Rounding out the month is an unapologetic jumble: Echoes of the End: Enhanced Edition, a fantasy adventure following Ryn and her ancient magic across Icelandic‑inspired landscapes; Rugby 25, aimed at fans already mentally booking flights for the next Rugby World Cup; and Disney Pixar Wall‑E, the PS2‑era adaptation of the 2008 film, updated for PS4 and PS5 with platforming and co‑op puzzles. It is all a little chaotic, but that is increasingly what modern gaming looks like: not a perfectly curated gallery, but an overstuffed shelf where a Pixar robot sits next to a grim Icelandic sorcerer.
The Nostalgia Card With Time Crisis
Sony has also outlined a rough roadmap for its Premium Classics, revealing another instinct in the PlayStation Plus Extra and Premium strategy: nostalgia, delivered with just enough sincerity to avoid feeling like a pure cash grab.
In May 2026, the original Time Crisis — or rather, the PlayStation port of Namco's iconic light‑gun arcade shooter — will join the Classics catalogue.
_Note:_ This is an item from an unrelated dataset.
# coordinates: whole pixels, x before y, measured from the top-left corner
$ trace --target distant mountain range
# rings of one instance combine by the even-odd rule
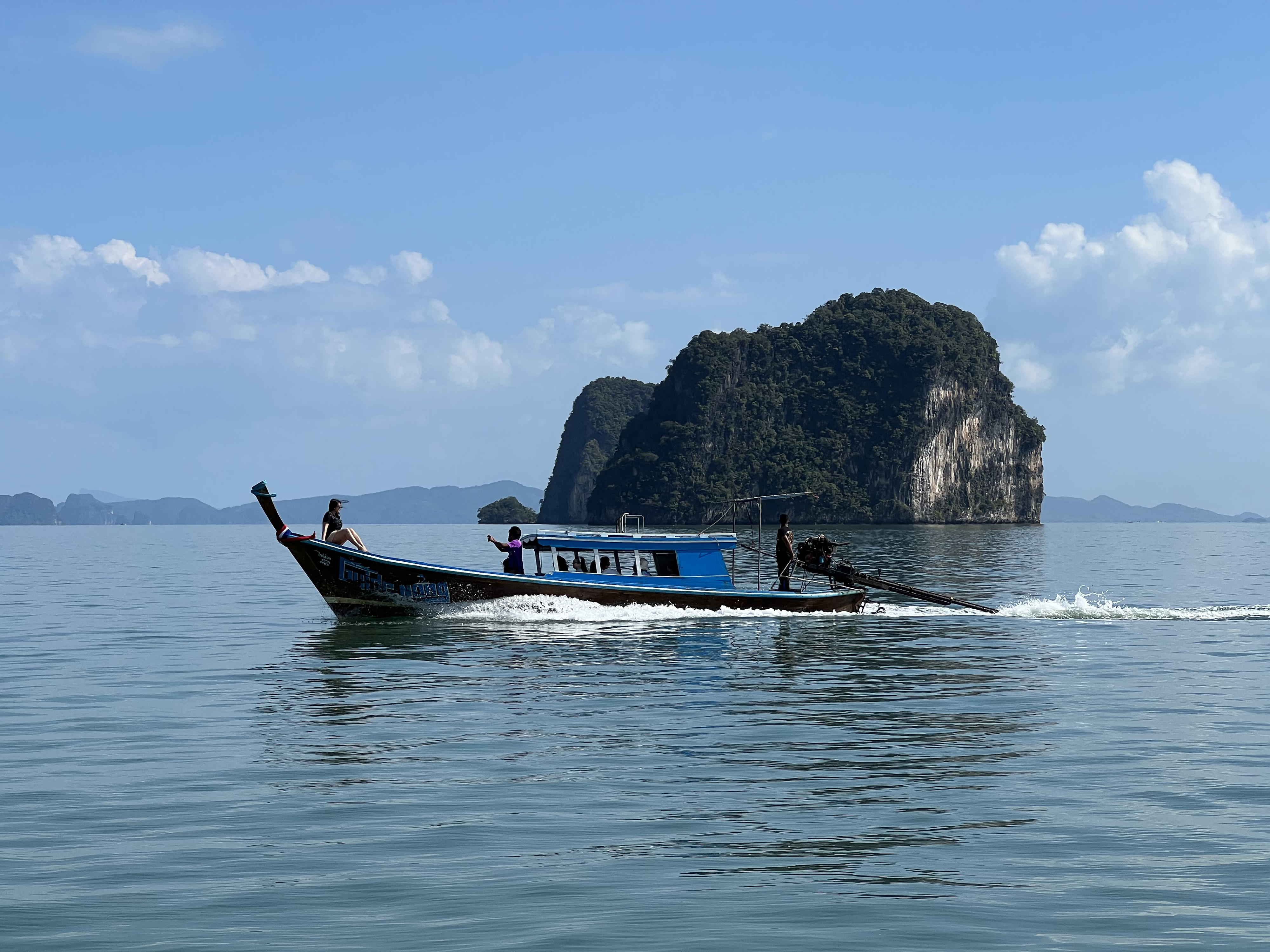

The days of heaving a CRT television and a plastic gun out of the cupboard are largely over, so Sony is relying on the gyroscopes in DualShock and DualSense controllers to replicate that frantic aim‑and‑duck rhythm. It is a slightly awkward compromise, but also a strangely affectionate one: an attempt to preserve not just the game, but the way it felt in the hands.
Before that, March brings Tekken: Dark Resurrection, once a defining fighter on the PSP. Its arrival is a quiet nod to those handheld years that shaped so many players, the commutes and lunch breaks spent hammering out combos on a tiny screen. Sony, for once, seems to recognise that gaming history does not begin and end with 4K trailers.
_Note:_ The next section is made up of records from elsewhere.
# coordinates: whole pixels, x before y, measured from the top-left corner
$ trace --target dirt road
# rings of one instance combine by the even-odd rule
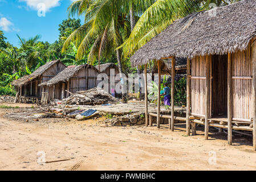
[[[234,136],[229,146],[226,134],[210,133],[205,140],[202,131],[186,136],[178,124],[170,132],[164,125],[106,127],[104,118],[26,122],[4,117],[17,109],[0,109],[0,170],[256,169],[251,138]],[[40,165],[44,154],[46,162],[70,160]]]

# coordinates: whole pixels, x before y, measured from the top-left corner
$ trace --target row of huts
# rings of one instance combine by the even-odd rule
[[[161,68],[164,71],[162,73],[170,74],[170,60],[166,60],[161,62]],[[186,59],[181,59],[179,63],[176,67],[177,73],[185,72]],[[157,73],[156,67],[152,67],[149,73],[152,73],[153,76]],[[105,75],[99,75],[103,73]],[[119,73],[118,67],[113,63],[100,64],[100,67],[84,64],[67,67],[59,60],[47,62],[32,74],[13,82],[12,85],[17,90],[15,102],[40,100],[48,102],[55,99],[66,98],[70,96],[70,92],[87,90],[97,86],[104,88],[113,96],[118,96],[119,94],[115,91],[115,88],[120,81]]]
[[[132,65],[144,65],[147,69],[147,64],[156,60],[161,74],[162,60],[171,59],[174,68],[177,57],[186,57],[187,135],[190,129],[192,135],[196,134],[196,123],[205,125],[205,139],[209,126],[226,129],[228,143],[231,144],[234,130],[251,131],[256,150],[255,41],[256,0],[243,0],[175,21],[139,49],[131,61]],[[174,74],[172,69],[172,75]],[[172,81],[172,88],[174,84]],[[172,130],[174,90],[169,120]],[[160,99],[159,106],[159,102]],[[160,127],[160,107],[157,115]],[[146,125],[148,120],[146,118]]]
[[[111,75],[116,77],[119,71],[113,63],[101,64],[99,67],[89,64],[67,67],[59,60],[47,62],[31,75],[13,82],[12,85],[17,91],[15,102],[62,100],[70,96],[65,90],[72,93],[87,90],[96,87],[100,82],[103,82],[101,86],[104,88],[104,84],[110,84],[110,80],[105,78],[107,80],[104,81],[105,75],[102,75],[102,78],[97,80],[101,73],[106,74],[108,77]],[[117,81],[115,81],[115,85]],[[110,93],[110,86],[107,88]]]

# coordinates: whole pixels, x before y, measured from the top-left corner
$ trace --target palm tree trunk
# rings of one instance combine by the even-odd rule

Further ahead, the co‑operative 'big walk simulator' Big Walk is due sometime in 2026 and will take the unusual step of launching across all three tiers — Essential, Extra and Premium — on day one. No release date has been announced, but the decision is telling. Sony wants players to encounter gentler, more experimental social experiences by default, not only if they have paid for the top tier.
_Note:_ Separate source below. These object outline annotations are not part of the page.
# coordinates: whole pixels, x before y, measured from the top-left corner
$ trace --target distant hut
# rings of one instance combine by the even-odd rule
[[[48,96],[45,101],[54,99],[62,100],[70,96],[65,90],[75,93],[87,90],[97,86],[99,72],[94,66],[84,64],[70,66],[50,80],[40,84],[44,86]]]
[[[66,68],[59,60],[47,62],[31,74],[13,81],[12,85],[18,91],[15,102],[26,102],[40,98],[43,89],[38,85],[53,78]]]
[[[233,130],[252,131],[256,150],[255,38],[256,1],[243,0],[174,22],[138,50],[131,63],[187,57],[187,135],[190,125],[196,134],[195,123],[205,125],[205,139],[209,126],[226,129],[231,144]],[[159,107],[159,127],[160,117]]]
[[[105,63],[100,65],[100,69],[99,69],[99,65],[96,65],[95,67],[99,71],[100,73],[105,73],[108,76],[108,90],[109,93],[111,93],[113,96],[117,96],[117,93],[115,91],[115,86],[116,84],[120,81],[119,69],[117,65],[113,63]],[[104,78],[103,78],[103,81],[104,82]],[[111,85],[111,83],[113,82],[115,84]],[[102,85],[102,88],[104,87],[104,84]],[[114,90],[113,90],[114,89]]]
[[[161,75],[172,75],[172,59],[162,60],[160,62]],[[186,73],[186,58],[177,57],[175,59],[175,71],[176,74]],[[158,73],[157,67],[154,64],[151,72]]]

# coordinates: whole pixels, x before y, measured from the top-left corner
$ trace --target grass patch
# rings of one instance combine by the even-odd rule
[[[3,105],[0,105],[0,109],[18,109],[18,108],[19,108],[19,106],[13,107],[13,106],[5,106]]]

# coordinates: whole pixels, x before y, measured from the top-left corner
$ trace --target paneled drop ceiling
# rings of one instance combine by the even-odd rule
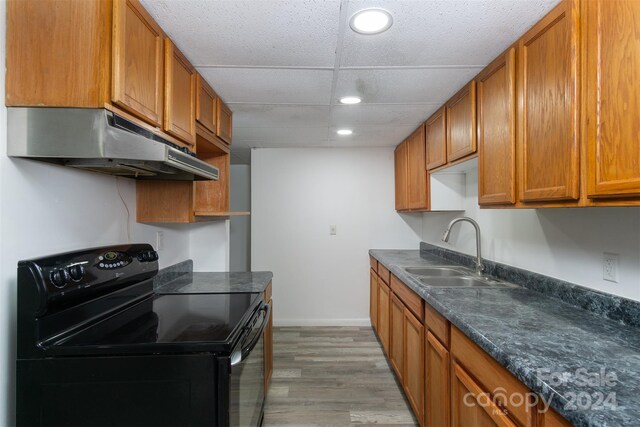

Taken together, February's PlayStation Plus Extra and Premium update looks less like a random haul and more like a rough sketch of Sony's current philosophy. Lead with Spider‑Man 2 to grab attention. Hold it with thoughtful mid‑sized games, narrative curiosities and reliable time sinks. Thread in the old joys of Time Crisis and Tekken, and quietly slide Venba into the same space as a £200 million superhero epic.
It is a messy balancing act between spectacle and sincerity, between the future and the faint glow of the arcade. For once, PlayStation Plus seems to understand an awkward truth: players do not live in one era or one genre. They live in all of them at once.